In deze zaak heeft de kinderrechter van de Rechtbank Rotterdam op 6 november 2020 een beschikking gegeven over de ondertoezichtstelling en machtiging tot uithuisplaatsing van een minderjarige, hierna te noemen [voornaam minderjarige]. De Raad voor de Kinderbescherming heeft op 23 oktober 2020 een verzoekschrift ingediend, waarin werd verzocht om een ondertoezichtstelling van [voornaam minderjarige] voor de duur van negen maanden, met uitvoerbaarverklaring bij voorraad. Tevens werd verzocht om de uithuisplaatsing van [voornaam minderjarige] in een gezinsvervangende voorziening.
Tijdens de mondelinge behandeling op 6 november 2020, die met gesloten deuren plaatsvond, zijn de betrokken partijen gehoord, waaronder [voornaam minderjarige] en vertegenwoordigers van de Raad en de gecertificeerde instelling Jeugdbescherming west Dordrecht. De moeder van [voornaam minderjarige] was niet verschenen. De kinderrechter heeft vastgesteld dat het ouderlijk gezag over [voornaam minderjarige] door de moeder wordt uitgeoefend, maar dat de opvoedsituatie bij de moeder thuis problematisch is. De moeder kampt met persoonlijke problemen en is niet in staat om [voornaam minderjarige] een stabiele opvoedsituatie te bieden.
De kinderrechter heeft geoordeeld dat de ontwikkelingsbedreiging van [voornaam minderjarige] voortkomt uit de thuissituatie en dat de onderlinge relatie met de moeder ernstig verstoord is. [voornaam minderjarige] verblijft momenteel op een leefgroep in Teteringen, waar zij zich goed ontwikkelt.
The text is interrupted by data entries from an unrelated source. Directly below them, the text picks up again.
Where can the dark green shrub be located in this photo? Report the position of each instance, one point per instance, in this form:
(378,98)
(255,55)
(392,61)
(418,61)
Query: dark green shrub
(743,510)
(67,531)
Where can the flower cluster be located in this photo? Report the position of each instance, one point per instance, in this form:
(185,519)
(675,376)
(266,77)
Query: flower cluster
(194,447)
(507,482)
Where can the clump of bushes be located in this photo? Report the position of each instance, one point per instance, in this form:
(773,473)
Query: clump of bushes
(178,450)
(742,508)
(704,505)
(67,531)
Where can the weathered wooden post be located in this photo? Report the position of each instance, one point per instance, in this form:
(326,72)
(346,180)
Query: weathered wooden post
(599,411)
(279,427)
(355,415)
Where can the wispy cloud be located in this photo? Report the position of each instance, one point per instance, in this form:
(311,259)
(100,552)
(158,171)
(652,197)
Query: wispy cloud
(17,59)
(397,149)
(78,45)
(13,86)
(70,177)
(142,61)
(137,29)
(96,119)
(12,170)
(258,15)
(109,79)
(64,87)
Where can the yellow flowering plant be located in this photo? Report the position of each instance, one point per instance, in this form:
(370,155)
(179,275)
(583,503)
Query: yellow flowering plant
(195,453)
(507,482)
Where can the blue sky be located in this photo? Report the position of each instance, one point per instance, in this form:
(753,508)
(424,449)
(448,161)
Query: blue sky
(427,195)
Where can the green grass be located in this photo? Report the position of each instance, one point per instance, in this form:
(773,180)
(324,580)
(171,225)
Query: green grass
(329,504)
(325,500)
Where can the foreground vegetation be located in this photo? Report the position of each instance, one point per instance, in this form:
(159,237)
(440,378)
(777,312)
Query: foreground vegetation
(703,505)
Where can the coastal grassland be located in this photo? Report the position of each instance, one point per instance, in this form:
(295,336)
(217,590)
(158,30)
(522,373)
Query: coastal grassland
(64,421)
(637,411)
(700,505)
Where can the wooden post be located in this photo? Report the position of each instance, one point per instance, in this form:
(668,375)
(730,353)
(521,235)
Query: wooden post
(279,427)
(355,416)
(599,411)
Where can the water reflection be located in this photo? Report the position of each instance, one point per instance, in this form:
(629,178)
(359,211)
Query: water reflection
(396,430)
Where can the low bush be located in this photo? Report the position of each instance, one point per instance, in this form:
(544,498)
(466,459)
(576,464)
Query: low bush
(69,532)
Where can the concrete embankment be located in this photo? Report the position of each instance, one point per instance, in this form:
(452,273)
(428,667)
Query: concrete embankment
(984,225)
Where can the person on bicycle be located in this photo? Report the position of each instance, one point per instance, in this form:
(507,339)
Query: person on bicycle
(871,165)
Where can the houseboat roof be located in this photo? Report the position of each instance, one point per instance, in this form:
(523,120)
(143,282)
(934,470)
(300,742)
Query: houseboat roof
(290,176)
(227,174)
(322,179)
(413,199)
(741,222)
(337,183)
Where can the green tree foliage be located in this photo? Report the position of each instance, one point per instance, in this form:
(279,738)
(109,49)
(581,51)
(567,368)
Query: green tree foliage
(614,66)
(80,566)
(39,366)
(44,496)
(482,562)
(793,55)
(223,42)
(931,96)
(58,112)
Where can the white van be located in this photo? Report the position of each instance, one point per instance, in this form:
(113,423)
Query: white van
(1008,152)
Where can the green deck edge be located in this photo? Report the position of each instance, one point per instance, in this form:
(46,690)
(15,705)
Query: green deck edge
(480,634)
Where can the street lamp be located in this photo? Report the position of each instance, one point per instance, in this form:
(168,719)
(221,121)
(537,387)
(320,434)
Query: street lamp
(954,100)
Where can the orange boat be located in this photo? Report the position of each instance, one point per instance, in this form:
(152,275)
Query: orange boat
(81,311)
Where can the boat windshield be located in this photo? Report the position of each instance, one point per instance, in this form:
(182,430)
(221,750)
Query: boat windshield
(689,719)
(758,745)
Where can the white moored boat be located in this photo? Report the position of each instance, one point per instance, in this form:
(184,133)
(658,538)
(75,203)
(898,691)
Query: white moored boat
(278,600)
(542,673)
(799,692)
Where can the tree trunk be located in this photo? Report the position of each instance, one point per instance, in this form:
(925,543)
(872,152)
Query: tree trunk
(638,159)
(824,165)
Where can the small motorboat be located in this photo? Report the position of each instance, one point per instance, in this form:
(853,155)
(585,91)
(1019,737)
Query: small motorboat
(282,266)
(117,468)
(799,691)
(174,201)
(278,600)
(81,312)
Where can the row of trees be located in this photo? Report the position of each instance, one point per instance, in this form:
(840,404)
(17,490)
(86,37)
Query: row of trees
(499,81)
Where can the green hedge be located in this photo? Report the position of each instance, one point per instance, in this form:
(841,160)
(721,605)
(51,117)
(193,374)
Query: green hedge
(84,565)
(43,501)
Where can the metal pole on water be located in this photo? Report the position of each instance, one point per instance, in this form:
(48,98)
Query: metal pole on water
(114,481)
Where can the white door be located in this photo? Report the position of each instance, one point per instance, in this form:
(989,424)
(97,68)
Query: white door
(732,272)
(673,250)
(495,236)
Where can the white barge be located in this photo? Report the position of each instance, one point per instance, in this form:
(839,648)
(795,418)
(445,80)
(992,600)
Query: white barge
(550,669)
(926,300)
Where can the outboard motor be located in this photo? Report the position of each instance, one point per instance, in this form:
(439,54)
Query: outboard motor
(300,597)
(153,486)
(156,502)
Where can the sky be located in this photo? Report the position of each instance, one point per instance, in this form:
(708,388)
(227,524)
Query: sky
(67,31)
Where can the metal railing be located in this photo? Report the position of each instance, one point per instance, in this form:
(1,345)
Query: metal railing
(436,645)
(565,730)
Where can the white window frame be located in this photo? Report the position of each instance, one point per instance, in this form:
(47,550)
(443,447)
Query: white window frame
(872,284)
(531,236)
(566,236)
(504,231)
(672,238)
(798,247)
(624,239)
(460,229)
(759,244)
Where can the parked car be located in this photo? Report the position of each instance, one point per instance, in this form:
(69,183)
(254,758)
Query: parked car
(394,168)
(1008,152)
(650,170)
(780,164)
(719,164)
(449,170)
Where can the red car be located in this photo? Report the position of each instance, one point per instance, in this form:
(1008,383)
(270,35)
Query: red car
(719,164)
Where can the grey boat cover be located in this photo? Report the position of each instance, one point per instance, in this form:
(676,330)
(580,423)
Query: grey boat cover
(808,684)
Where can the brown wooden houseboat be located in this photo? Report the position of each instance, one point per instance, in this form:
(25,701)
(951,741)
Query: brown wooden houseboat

De kinderrechter heeft besloten om [voornaam minderjarige] onder toezicht te stellen voor de duur van negen maanden en heeft de machtiging tot uithuisplaatsing verleend, in het belang van de verzorging en opvoeding van [voornaam minderjarige]. De beschikking is mondeling gegeven en in het openbaar uitgesproken door de kinderrechter, met de mogelijkheid tot hoger beroep binnen drie maanden na de uitspraak.